Ja sam, evo, svojim trudom pripravio za Dom Jahvin sto tisuća zlatnih talenata i milijun srebrnih talenata, a tuča i željeza bez mjere, jer ga je tako mnogo. Pripravio sam i drva i kamenja, a i ti dodaj nešto k tomu.
15 Ook zijn er bij u in menigte, die het werk kunnen doen, houwers, en werkmeesters in steen en hout, en allerlei wijze lieden in allerlei werk.
Imaš mnogo valjanih radnika, klesara, zidara, tesara i svakovrsnih vještaka u svakom umijeću;
16 Des gouds, des zilvers, en des kopers, en des ijzers is geen getal; maak u op, en doe het, en de HEERE zal met u zijn.
zlatu, srebru, tuču i željezu nema mjere; idi, dakle, i gradi, i neka Jahve bude s tobom!”
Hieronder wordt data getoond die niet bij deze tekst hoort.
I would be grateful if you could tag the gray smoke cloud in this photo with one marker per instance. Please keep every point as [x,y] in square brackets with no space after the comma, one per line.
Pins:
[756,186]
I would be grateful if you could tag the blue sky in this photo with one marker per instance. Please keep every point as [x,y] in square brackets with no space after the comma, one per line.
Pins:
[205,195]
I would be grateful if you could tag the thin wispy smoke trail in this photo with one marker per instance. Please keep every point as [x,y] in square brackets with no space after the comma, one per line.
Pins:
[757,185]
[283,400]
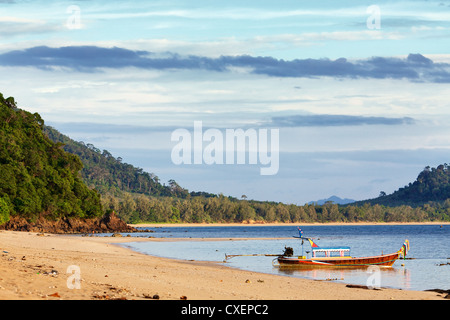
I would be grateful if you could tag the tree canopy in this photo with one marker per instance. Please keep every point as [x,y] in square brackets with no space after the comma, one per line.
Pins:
[37,177]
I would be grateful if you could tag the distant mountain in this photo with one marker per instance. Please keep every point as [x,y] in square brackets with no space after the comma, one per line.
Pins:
[431,185]
[110,175]
[333,199]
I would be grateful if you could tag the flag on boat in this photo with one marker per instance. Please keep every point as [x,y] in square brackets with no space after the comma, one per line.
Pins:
[313,245]
[404,249]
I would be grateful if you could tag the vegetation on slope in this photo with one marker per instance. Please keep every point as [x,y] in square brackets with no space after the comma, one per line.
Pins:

17 Ook gebood David aan alle vorsten van Israel, dat zij zijn zoon Salomo helpen zouden, zeggende:
Tada David zapovjedi svim izraelskim knezovima da pomažu njegovu sinu Salomonu:
18 Is niet de HEERE, uw God, met ulieden, en heeft u rust gegeven rondom henen? Want Hij heeft de inwoners des lands in mijn hand gegeven, en dit land is onderworpen geworden voor het aangezicht des HEEREN, en voor het aangezicht Zijns volks.
“Nije li s vama Jahve, Bog vaš, koji vam je dao mir odasvud unaokolo jer je predao u moje ruke stanovnike ove zemlje i zemlja je pokorena pred Jahvom i pred njegovim narodom.
19 Zo begeeft dan nu uw hart en uw ziel, om te zoeken den HEERE, uw God, en maakt u op, en bouwt het heiligdom Gods des HEEREN; dat men de ark des verbonds des HEEREN en de heilige vaten Gods in dit huis brenge, dat den Naam des HEEREN zal gebouwd worden.
Sada, dakle, pregnite svojim srcem i svojom dušom da tražite Jahvu, svoga Boga; idite i gradite Svetište Bogu Jahvi, unesite Kovčeg saveza Jahvina i Božje sveto posuđe u Dom koji će se sagraditi Jahvinu imenu!”